The US Civil War is often referred to as the war between the Blue & Grey. But it was by no means so simple. Indeed, the prominent color of the basic Union uniform was blue, but many variations existed. Primary among these were those known as the Zouhaves (aka Zouaves). These were Union troops primarily from New York and Pennsylvania who wore brightly colored and elaborate uniforms based on a French-North African style – complete with a Fez hat in some cases.
“There were ten Union Zouave regiments that participated in the Battle of Gettysburg: the 10th New York Infantry Regiment, the 41st New York Infantry Regiment, the 44th New York Infantry Regiment, the 73rd New York Infantry Regiment, the 146th New York Infantry Regiment, the 23rd Pennsylvania Infantry Regiment, the 72nd Pennsylvania Infantry Regiment, the 95th Pennsylvania Infantry Regiment, the 114th Pennsylvania Infantry Regiment, and the 155th Pennsylvania Infantry Regiment (which did not become a Zouave regiment until 1864).

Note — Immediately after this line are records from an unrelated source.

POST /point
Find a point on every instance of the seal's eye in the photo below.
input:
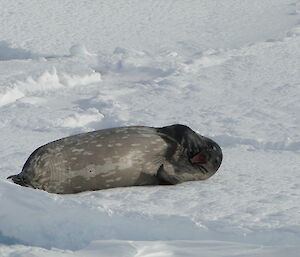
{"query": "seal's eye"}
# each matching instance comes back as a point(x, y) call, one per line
point(199, 158)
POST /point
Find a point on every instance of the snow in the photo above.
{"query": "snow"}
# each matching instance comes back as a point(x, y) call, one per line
point(228, 69)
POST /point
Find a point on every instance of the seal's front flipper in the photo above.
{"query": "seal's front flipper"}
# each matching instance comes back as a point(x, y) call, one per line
point(165, 178)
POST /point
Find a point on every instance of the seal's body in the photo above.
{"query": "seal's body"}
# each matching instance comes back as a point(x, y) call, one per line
point(118, 157)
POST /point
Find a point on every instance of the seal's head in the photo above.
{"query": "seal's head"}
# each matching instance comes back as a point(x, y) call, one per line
point(195, 157)
point(206, 156)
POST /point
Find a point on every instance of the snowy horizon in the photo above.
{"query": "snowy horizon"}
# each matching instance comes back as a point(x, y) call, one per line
point(227, 69)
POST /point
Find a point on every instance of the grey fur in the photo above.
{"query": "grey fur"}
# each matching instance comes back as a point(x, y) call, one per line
point(118, 157)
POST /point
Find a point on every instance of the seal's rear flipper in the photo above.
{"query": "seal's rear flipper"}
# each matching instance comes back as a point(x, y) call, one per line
point(18, 180)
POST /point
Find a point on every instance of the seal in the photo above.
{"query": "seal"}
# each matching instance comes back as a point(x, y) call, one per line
point(120, 157)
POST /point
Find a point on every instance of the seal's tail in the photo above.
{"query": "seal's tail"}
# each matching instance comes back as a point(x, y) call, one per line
point(17, 179)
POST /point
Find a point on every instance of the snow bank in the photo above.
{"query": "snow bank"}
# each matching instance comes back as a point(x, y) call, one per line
point(228, 70)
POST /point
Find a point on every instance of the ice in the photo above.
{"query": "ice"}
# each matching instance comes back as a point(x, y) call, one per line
point(227, 69)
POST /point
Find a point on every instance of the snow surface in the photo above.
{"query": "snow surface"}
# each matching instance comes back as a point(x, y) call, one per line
point(228, 69)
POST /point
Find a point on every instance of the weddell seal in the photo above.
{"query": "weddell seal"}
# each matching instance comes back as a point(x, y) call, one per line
point(119, 157)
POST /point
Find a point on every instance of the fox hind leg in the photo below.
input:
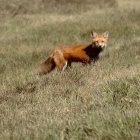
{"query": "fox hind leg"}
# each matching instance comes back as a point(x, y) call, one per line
point(65, 66)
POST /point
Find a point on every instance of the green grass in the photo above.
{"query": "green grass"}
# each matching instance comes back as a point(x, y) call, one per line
point(96, 102)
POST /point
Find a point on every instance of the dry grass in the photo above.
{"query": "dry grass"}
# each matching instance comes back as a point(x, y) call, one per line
point(99, 102)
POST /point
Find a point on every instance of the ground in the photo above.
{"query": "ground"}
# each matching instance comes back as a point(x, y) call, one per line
point(100, 101)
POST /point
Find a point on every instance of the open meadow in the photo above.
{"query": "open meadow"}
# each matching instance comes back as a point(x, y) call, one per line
point(100, 101)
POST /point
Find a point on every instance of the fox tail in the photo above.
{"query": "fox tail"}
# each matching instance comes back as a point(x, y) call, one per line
point(46, 66)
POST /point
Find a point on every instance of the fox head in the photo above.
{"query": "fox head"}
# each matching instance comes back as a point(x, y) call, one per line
point(99, 40)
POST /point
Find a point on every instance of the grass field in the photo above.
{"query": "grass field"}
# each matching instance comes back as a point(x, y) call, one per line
point(96, 102)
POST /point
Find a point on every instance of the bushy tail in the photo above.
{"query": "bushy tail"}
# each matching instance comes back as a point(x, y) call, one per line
point(46, 66)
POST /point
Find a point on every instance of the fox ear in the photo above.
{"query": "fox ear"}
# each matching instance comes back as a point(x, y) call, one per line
point(94, 34)
point(105, 34)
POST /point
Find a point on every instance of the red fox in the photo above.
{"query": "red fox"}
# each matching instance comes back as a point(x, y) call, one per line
point(64, 56)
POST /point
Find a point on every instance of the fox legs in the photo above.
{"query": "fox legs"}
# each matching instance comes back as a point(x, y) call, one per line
point(61, 63)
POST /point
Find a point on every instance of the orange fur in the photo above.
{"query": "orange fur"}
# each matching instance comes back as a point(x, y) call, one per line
point(63, 56)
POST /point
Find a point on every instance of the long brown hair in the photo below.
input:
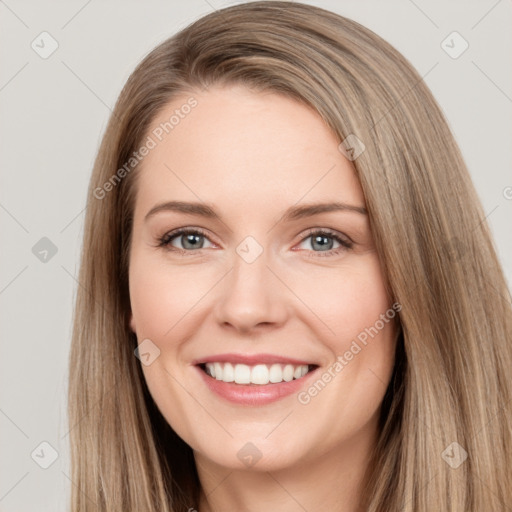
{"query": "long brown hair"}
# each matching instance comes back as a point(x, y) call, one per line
point(451, 380)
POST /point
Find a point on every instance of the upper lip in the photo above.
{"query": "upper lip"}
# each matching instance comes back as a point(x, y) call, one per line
point(250, 359)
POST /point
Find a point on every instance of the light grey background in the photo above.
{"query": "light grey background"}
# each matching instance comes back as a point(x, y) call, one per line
point(53, 113)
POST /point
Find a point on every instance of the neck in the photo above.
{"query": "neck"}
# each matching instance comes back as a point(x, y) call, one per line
point(330, 481)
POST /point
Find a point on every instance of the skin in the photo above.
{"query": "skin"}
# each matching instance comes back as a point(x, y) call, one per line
point(251, 156)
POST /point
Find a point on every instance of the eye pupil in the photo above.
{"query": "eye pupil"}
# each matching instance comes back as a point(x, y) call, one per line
point(191, 239)
point(325, 242)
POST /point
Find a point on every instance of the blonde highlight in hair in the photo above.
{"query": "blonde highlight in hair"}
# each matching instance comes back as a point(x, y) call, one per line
point(451, 378)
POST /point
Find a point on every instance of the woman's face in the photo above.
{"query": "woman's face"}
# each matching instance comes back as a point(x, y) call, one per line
point(262, 287)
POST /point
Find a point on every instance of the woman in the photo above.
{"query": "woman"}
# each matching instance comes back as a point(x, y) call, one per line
point(290, 298)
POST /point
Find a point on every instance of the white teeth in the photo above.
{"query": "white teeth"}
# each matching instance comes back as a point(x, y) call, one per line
point(228, 373)
point(288, 373)
point(276, 373)
point(242, 374)
point(259, 374)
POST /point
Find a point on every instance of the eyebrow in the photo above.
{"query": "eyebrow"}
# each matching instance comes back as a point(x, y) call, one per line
point(292, 213)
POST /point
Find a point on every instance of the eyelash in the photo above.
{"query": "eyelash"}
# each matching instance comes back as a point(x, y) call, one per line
point(164, 242)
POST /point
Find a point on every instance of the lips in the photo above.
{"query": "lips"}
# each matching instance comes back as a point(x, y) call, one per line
point(253, 379)
point(260, 374)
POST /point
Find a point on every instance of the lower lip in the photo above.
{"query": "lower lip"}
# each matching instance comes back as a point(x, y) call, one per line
point(253, 394)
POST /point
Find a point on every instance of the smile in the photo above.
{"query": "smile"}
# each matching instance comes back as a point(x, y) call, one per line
point(256, 379)
point(259, 374)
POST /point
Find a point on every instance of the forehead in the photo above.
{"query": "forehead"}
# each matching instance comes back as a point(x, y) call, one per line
point(232, 146)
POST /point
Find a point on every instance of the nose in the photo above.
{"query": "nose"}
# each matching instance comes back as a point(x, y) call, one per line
point(252, 297)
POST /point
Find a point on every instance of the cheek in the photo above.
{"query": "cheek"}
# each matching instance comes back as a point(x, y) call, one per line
point(346, 300)
point(161, 294)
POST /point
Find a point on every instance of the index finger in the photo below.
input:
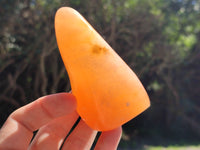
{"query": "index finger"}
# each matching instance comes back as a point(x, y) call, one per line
point(21, 123)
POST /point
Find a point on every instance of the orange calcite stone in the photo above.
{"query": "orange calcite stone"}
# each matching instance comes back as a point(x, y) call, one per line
point(108, 92)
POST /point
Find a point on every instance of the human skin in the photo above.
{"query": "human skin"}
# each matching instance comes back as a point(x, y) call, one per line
point(53, 116)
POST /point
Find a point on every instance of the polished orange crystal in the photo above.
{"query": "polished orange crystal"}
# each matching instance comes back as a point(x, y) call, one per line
point(108, 92)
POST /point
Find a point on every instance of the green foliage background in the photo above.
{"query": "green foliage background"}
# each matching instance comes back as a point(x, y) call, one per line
point(158, 39)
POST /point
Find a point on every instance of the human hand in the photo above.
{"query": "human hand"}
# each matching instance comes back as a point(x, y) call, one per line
point(53, 116)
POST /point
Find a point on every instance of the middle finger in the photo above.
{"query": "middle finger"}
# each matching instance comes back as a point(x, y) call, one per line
point(51, 136)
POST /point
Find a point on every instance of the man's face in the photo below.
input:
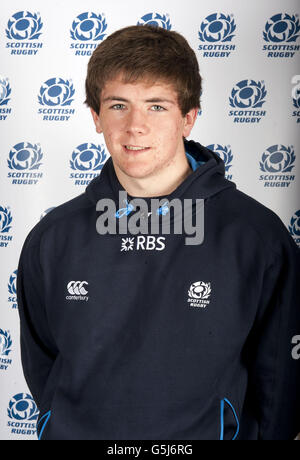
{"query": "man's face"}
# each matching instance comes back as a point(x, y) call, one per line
point(142, 126)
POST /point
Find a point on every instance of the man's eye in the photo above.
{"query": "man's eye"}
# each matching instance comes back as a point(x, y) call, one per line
point(118, 106)
point(157, 108)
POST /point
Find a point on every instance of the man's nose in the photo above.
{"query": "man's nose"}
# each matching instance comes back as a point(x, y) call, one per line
point(136, 122)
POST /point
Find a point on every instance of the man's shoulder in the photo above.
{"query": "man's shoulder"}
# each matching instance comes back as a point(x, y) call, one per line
point(63, 217)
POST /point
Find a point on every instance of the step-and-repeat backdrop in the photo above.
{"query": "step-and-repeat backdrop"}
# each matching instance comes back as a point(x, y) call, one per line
point(249, 56)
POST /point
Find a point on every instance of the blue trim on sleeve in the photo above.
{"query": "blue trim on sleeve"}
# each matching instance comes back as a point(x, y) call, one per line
point(46, 417)
point(194, 164)
point(222, 419)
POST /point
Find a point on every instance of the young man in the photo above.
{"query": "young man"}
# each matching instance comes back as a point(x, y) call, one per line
point(142, 336)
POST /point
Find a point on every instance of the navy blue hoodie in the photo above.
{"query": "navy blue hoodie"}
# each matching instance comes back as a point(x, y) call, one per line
point(162, 341)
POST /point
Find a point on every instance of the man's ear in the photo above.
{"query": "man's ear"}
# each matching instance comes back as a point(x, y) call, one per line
point(96, 119)
point(189, 121)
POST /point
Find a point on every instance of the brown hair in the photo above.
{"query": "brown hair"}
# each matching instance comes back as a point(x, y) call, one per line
point(145, 52)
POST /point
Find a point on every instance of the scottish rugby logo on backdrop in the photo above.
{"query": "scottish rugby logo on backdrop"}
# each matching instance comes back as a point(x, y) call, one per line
point(87, 161)
point(23, 413)
point(296, 97)
point(224, 152)
point(12, 290)
point(281, 32)
point(87, 31)
point(24, 30)
point(5, 350)
point(55, 96)
point(246, 97)
point(277, 162)
point(216, 31)
point(156, 19)
point(5, 91)
point(5, 226)
point(294, 227)
point(24, 160)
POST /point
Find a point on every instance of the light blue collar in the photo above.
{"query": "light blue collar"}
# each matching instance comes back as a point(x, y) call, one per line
point(194, 164)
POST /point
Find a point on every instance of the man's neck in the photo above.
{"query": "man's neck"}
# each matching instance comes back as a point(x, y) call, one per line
point(162, 183)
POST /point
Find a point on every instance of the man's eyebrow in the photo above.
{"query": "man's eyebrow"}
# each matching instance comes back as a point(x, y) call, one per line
point(152, 100)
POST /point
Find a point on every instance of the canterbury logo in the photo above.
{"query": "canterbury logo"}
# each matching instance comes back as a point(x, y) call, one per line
point(77, 287)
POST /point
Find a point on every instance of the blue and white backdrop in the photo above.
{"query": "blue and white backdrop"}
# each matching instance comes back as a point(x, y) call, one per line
point(249, 56)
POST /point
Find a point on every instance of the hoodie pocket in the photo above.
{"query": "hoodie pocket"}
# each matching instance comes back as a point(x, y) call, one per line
point(41, 425)
point(229, 422)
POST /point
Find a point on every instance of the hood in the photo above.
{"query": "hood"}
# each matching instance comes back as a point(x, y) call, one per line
point(206, 180)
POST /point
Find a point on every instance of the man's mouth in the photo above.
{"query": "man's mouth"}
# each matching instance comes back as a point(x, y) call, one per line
point(135, 148)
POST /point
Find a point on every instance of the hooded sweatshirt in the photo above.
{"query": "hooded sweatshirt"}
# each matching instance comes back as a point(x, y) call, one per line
point(146, 337)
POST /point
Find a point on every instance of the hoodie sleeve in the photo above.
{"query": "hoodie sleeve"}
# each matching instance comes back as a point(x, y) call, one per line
point(275, 369)
point(38, 351)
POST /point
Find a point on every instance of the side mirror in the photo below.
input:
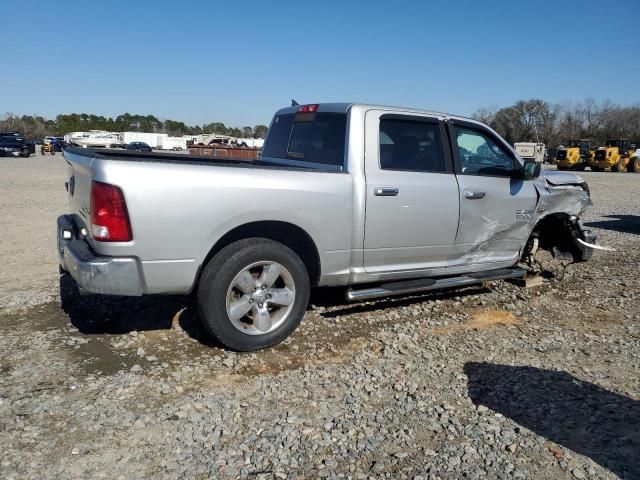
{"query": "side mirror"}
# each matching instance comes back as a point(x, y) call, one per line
point(529, 171)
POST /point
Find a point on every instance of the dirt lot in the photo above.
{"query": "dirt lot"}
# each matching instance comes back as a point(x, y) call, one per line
point(494, 381)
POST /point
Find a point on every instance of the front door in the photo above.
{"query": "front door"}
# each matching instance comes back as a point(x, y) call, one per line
point(412, 201)
point(495, 208)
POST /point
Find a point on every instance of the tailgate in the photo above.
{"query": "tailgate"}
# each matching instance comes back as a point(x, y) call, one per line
point(78, 184)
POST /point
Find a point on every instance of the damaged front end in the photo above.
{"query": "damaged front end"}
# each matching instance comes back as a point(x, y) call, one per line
point(557, 226)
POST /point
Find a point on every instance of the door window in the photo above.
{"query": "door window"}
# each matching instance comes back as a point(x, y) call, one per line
point(479, 154)
point(411, 145)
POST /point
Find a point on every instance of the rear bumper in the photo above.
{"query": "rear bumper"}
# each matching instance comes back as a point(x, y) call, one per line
point(95, 273)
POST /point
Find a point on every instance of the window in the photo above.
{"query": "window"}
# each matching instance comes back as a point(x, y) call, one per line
point(309, 137)
point(278, 138)
point(411, 145)
point(480, 155)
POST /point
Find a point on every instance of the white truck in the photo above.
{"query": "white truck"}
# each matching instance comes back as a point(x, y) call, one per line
point(151, 139)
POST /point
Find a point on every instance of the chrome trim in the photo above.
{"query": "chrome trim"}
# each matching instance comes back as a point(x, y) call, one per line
point(94, 273)
point(435, 284)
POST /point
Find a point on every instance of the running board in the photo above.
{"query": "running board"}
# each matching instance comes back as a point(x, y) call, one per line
point(425, 284)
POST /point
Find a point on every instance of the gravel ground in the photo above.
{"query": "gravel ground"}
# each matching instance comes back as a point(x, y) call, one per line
point(494, 381)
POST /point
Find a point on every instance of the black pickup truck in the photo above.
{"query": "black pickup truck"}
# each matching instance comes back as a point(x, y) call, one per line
point(12, 145)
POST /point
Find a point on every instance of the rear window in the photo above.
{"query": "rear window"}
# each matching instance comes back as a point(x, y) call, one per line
point(308, 137)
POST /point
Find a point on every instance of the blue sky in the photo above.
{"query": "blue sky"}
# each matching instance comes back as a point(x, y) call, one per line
point(237, 62)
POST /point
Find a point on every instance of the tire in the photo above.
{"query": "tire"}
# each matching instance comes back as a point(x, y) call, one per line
point(224, 282)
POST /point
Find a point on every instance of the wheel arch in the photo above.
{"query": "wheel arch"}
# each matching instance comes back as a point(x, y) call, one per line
point(294, 237)
point(560, 230)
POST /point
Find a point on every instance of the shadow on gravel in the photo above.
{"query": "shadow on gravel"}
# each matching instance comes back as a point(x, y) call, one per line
point(100, 314)
point(578, 415)
point(620, 223)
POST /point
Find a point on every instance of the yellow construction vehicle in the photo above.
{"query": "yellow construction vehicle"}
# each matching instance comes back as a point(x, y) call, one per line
point(615, 155)
point(634, 158)
point(575, 156)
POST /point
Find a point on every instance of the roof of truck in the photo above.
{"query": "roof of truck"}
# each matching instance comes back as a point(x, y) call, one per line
point(343, 107)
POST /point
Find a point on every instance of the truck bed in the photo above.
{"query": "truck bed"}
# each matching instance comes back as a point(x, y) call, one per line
point(182, 159)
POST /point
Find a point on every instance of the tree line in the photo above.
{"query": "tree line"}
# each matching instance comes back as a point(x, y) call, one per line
point(37, 127)
point(556, 123)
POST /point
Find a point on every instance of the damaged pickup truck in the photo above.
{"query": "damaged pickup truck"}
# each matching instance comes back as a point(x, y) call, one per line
point(382, 200)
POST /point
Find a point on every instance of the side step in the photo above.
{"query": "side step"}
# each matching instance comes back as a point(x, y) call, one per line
point(425, 284)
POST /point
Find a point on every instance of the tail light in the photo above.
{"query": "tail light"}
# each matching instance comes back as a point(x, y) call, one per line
point(109, 217)
point(308, 109)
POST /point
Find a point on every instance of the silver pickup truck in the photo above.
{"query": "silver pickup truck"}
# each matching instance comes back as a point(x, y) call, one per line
point(383, 200)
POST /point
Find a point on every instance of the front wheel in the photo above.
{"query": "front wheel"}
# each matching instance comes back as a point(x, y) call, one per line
point(253, 294)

As the war wore on, many of the regiments had discarded all or most of their colorful Zouave uniforms as impractical and by the summer of 1863 for the standard Union uniform, but generally speaking, three regiments did appear in full Zouave or Zouave-inspired uniforms at the Battle of Gettysburg: the 84th New York Infantry Regiment (14th Brooklyn Infantry Regiment), the 146th New York Infantry Regiment, and the 114th Pennsylvania Infantry Regiment, while a few others wore a “mix” (like the 95th Pennsylvania Infantry Regiment, which had retained only the Zouave jacket).
As opposed to a simple grey, the CSA enlisted men’s uniforms were often referred to as Butternut. The CSA was often unable to actually issue a uniform to its men. Often times, they simply wore they own clothing. But more neutral or drab colors (butternut) prevailed.
CSA Officers, however, almost universally wore a light grey uniform. On both sides, however, the officers had a great leeway in the design and tailoring of their uniform. Some went to extreme lengths to be distinctive. CSA officers often wore a brightly colored waist sash.
Colors to identify the various functions were also widely used. Blue for Infantry, Red for Artillery, and Yellow for Cavalry were the most common.
Hats were also a way units were identified and not just by the colors. The infamous Union Iron Brigade wore a distinctive black ‘Hardie hat’ with its up-turned brim and large black feather.
Almost all Union infantry were issued a knapsack in which they carried their personal belongings and some basic gear. CSA soldiers usually had to roll such items into their blanket and carry it slung across their back. Shoes were quite a different matter. The Union soldiers were almost universally issued a fairly sturdy shoe – not exactly a ‘combat boot’ – but a high-topped shoe. As often as not CSA infantrymen marched barefoot for lack of factories in the South to produce enough footwear.